Physicians and patients advocating a name change are seeking and advocating less discriminatory and more attractive diagnoses, with “extreme mental states”, “auditory states”, “unusual states” or “diverse identities” only a few of the suggestions made. In addition, some have urged the American Psychiatric Association to follow the example of Asian countries such as Japan, where psychiatrists have replaced the term and diagnosis of “schizophrenia,” which implies “split mentality,” with “integration disorder,” opening the dramatic change that has proven, with all Scales, it is useful for both patients and clinicians.

However, while the lineage of madness since its first appearance in the Bible offers us two ways of conceiving the difference between sanity and madness, i.e., as one categorical difference or one degree—in other words, as one of qualitative difference or one that can establish a quantitative measure—we may seek also to reimagine the kind of hopeful future that may remain in store for us through this alternation of models. This means imagining the picture that emerges once one considers a diagnosis of schizophrenia to be a stable identity per se, but also potentially marked by an astonishing and sometimes changing shift in perspective.
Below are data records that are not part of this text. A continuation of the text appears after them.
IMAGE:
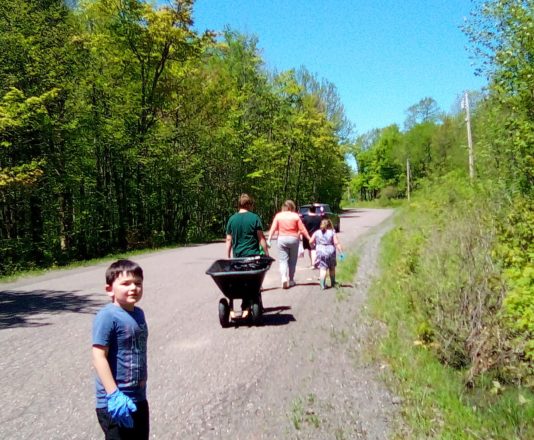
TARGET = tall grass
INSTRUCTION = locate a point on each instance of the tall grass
(439, 296)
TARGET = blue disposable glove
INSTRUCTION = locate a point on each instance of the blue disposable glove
(120, 407)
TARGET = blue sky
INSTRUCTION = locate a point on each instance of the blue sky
(382, 55)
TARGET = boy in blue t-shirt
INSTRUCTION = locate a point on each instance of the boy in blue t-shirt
(120, 335)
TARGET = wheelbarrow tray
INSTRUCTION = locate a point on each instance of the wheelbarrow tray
(240, 278)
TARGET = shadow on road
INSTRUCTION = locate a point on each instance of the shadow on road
(25, 309)
(272, 316)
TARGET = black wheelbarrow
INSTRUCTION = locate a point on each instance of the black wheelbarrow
(240, 278)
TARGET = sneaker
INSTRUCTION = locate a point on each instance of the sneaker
(285, 283)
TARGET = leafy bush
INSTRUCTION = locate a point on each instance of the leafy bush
(459, 263)
(516, 251)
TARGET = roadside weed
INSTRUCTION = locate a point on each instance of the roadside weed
(302, 412)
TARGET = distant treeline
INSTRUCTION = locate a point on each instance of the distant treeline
(464, 252)
(121, 127)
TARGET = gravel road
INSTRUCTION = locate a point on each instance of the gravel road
(304, 374)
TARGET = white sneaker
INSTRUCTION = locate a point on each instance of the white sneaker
(285, 283)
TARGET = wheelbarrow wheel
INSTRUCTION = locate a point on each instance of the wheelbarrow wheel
(256, 313)
(224, 313)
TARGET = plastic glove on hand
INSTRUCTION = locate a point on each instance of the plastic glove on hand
(120, 407)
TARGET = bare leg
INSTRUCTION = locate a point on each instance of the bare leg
(322, 278)
(333, 276)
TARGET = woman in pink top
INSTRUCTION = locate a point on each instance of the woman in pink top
(289, 226)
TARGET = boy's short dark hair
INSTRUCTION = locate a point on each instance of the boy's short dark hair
(245, 201)
(120, 266)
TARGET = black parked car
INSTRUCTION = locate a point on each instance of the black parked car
(319, 209)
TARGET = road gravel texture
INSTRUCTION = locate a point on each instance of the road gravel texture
(303, 374)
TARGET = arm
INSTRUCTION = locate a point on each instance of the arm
(273, 229)
(228, 246)
(263, 243)
(101, 364)
(302, 229)
(337, 243)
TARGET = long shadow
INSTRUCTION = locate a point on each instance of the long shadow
(25, 309)
(272, 316)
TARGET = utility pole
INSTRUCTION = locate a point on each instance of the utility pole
(408, 179)
(465, 106)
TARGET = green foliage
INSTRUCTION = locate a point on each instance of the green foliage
(122, 128)
(421, 284)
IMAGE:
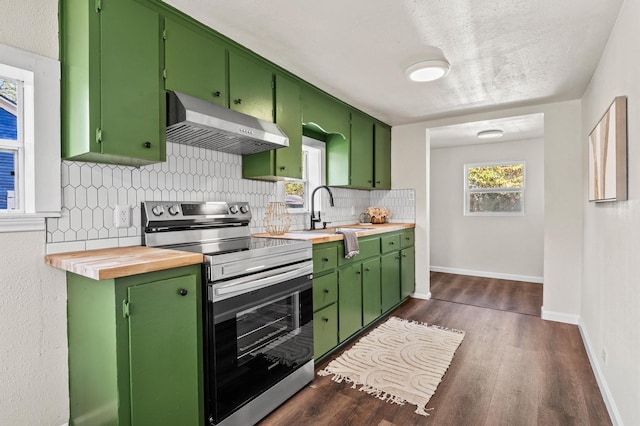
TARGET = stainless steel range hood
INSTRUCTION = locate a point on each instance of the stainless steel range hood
(192, 121)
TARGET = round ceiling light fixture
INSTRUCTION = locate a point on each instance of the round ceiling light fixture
(429, 70)
(490, 134)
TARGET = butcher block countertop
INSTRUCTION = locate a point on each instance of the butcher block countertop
(319, 236)
(120, 262)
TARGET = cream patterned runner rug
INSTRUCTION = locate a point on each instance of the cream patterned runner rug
(399, 361)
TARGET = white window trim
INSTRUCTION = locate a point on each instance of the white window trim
(41, 186)
(467, 191)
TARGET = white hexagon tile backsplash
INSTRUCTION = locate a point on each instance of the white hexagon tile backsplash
(90, 192)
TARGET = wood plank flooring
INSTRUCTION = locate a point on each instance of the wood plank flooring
(505, 295)
(511, 369)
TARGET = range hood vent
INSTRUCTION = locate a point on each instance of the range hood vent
(192, 121)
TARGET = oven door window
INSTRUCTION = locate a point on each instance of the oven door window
(259, 338)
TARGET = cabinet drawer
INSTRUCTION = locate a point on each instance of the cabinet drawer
(369, 247)
(390, 243)
(325, 290)
(325, 330)
(325, 259)
(407, 238)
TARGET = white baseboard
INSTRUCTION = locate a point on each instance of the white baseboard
(602, 382)
(559, 317)
(497, 275)
(424, 296)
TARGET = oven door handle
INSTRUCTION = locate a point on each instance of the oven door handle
(246, 284)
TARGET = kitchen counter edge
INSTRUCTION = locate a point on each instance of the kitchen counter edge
(118, 262)
(319, 237)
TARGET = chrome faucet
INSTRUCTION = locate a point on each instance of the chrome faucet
(315, 220)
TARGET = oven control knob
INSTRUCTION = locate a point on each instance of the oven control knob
(157, 210)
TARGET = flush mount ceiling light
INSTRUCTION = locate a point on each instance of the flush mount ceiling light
(429, 70)
(490, 134)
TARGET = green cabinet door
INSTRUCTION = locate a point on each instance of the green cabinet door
(322, 113)
(349, 301)
(371, 291)
(382, 157)
(325, 330)
(250, 87)
(283, 162)
(390, 280)
(407, 272)
(164, 352)
(131, 99)
(361, 155)
(195, 63)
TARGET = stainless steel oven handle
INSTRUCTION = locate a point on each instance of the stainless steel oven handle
(246, 284)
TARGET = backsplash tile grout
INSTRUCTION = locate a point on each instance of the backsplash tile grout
(90, 192)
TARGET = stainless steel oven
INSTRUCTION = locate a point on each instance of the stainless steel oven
(258, 310)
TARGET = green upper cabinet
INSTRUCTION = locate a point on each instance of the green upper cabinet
(113, 102)
(324, 114)
(250, 86)
(361, 155)
(382, 157)
(195, 63)
(283, 162)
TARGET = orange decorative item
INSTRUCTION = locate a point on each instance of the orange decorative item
(378, 214)
(277, 219)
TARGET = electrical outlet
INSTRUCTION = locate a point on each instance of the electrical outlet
(122, 216)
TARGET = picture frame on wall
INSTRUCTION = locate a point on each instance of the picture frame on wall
(608, 154)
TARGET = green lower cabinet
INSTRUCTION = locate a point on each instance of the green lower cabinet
(371, 292)
(390, 277)
(349, 301)
(325, 330)
(117, 330)
(407, 272)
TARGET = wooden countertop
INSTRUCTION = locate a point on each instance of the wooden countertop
(318, 236)
(121, 261)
This double vision of the same complex phenomenon is reminiscent of the optical illusion, which Thomas Kuhn, following Ludwig Wittgenstein, borrowed from psychologist Joseph Jastrow to prove the “structure of scientific revolutions”. According to Kuhn, even when nothing changes in the environment, a shift in the attention of the scientific community simultaneously changes its concept of the phenomenon under study. In Kun’s words:[w]The hat was a duck in the scientist’s world before the revolution rabbits were then.” As can be deduced from Jastrow’s famous drawings and later interpretations of the duck-rabbit image, these ambiguous figures show that the above alternative perceptions and theoretical or clinical models are not merely a product of how the stimuli recorded in the Our visual field (that is, data in the so-called sense). Instead, it shows that what we see is, first and foremost, perceived by the eye of the mind. In other words, expectations, knowledge, and the direction of our attention are all involved in what we can not only see, but desire Also in seeing it.Just as at Easter children tend to recognize a rabbit while they see ducks more easily on the average Sunday, scholars and practitioners in their respective fields tend to see one or the other of the available viewpoints on the matter in question depending on the context. In doing so, they seem to follow the zeitgeist, the zeitgeist, the mores (habits and habits), and perhaps even the prejudices of their age.

During their extensive hands-on training, clinicians (myself included) who work with individuals who suffer from what is perhaps too obvious to call and identify as “schizophrenia” learn that “if he looks like a duck, swims like a duck, and fights like a duck, then, In all likelihood, she is a duck.” But watching the emergence of more general spectral presentations and models, alongside more pervasive generations’ resistance to labels and classifications (remember the analogous case of gender and gender), while also listening to the perspective of advocacy groups and hearing testimonies from patient-led movements, gives one pause: rather than preferring One paradigm over the other, not to mention slipping into pure and simple relativism, those who diagnose and treat mental disorders must accept and live or work with the undeniable paradox of having two seemingly exclusive paradigms of accounts of severe mental states operating concurrently or alternately . Being ‘of two minds’, they may see either a rabbit or a duck, fully aware that both images and visuals are a state of ‘now you see, now you can’t see’. After all, whether we diagnose patients as categorically different or on a spectrum with the normal, this diagnosis is nothing more than an incomplete schematic diagram of what is, in essence, a much more complex and intractable phenomenon.

Adapted from Schizophrenia: an incomplete history (Poletti, 2022).